191427. May 30, 2011.

Administrative remedies; exhaustion. Under the doctrine of exhaustion of administrative remedies, before a party is
allowed to seek the intervention of the court, he or she should have availed himself or herself of all the means of
administrative processes afforded him or her. Hence, if resort to a remedy within the administrative machinery can
still be made by giving the administrative officer concerned every opportunity to decide on a matter that comes
within his or her jurisdiction, then such remedy should be exhausted first before the courts judicial power can be
sought.
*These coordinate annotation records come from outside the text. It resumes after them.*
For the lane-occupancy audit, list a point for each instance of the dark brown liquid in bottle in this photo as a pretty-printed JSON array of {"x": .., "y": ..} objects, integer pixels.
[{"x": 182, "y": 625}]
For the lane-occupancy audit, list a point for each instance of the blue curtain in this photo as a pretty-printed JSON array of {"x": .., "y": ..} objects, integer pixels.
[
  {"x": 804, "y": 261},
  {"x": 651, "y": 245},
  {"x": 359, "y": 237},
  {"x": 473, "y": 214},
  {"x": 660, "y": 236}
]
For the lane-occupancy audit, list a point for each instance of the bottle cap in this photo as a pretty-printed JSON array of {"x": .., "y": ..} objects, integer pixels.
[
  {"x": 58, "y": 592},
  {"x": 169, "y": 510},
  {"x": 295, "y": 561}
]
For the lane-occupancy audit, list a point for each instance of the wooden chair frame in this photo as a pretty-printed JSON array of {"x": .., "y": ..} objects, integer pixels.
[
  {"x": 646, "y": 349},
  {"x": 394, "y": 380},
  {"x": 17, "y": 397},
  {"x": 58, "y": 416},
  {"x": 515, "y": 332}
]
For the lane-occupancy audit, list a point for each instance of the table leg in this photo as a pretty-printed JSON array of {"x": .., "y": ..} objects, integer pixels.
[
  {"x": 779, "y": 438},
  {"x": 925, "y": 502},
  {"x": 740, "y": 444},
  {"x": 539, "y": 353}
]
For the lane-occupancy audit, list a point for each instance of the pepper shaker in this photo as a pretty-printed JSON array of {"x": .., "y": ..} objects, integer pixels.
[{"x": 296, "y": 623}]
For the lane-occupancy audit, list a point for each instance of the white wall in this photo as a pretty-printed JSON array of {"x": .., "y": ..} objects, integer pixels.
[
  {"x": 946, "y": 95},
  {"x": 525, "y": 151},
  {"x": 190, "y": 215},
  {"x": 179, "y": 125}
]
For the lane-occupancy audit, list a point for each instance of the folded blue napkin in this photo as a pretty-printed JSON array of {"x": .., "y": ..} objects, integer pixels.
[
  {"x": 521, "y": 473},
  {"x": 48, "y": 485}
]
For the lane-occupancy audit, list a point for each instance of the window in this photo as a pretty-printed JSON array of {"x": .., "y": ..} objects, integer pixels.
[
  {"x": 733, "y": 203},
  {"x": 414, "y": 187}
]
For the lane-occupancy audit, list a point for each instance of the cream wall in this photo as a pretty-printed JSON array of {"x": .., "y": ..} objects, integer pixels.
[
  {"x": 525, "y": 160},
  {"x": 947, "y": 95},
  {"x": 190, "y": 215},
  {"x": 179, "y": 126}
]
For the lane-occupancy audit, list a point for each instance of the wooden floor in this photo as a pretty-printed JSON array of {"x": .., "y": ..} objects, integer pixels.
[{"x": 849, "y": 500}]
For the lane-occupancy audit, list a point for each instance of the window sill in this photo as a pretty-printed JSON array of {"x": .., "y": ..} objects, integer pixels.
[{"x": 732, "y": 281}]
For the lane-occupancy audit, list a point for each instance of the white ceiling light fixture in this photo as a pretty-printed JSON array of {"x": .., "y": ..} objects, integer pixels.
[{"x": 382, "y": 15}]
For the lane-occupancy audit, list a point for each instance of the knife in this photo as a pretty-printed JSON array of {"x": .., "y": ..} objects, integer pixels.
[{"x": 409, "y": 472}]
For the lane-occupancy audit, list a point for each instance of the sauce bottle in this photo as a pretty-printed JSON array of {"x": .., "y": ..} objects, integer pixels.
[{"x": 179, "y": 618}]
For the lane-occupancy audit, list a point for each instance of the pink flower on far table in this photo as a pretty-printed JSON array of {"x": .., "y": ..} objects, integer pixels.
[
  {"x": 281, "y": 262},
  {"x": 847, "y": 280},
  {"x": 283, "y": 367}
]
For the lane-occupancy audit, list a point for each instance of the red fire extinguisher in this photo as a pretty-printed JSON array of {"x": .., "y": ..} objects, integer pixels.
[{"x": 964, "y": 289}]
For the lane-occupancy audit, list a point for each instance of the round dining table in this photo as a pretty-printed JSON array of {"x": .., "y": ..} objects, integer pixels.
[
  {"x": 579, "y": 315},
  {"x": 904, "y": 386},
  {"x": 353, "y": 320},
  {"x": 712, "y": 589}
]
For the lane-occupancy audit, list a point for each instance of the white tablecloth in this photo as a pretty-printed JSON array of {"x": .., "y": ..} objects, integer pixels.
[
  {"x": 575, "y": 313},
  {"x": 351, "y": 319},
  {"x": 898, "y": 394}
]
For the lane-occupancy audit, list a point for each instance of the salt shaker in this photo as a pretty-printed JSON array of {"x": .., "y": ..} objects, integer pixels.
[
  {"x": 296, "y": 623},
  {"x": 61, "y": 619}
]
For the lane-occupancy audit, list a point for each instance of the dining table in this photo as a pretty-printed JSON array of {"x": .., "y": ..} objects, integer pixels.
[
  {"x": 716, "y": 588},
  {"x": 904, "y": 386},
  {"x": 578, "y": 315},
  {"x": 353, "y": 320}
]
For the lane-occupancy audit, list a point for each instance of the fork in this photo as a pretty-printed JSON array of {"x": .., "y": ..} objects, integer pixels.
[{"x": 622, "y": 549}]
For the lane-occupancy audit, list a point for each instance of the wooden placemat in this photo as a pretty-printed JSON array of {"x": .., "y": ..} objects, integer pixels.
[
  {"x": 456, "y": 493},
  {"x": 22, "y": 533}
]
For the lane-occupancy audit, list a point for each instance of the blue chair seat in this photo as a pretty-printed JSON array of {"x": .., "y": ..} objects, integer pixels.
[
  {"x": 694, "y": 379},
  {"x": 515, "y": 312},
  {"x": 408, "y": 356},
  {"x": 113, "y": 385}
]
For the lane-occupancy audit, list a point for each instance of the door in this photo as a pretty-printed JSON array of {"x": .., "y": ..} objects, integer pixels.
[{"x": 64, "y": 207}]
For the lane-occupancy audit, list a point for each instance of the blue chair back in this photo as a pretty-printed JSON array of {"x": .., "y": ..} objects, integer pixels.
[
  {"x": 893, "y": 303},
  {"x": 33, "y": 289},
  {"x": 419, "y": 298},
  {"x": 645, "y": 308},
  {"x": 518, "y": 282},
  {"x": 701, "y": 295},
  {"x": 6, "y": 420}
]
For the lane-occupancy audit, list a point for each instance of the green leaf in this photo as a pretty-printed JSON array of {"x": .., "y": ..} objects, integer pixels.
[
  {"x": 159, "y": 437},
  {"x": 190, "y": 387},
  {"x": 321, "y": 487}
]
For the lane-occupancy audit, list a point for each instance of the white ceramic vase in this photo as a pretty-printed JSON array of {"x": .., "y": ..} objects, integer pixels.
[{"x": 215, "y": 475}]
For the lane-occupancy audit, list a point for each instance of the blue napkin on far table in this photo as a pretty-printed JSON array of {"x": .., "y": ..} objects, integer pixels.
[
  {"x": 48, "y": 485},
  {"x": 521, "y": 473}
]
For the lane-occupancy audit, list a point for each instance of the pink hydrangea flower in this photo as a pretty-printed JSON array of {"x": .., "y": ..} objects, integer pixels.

The premature invocation of the intervention of the court is fatal to ones cause of action. The doctrine of
exhaustion of administrative remedies is based on practical and legal reasons. Resort to administrative remedy
entails lesser expenses and provides for a speedier disposition of controversies. Furthermore, courts of justice, for
reasons of comity and convenience, will shy away from a dispute until the system of administrative redress has
been completed and complied with, so as to give the administrative agency concerned every opportunity to correct
its error and dispose of the case. While the doctrine of exhaustion of administrative remedies is subject to several
exceptions, the Court finds that the instant case does not fall under any of them. Public Hearing Committee of the
Laguna Lake Development Authority, et al. vs. SM Prime Holdings, Inc. G.R. No. 170599, September 22, 2010.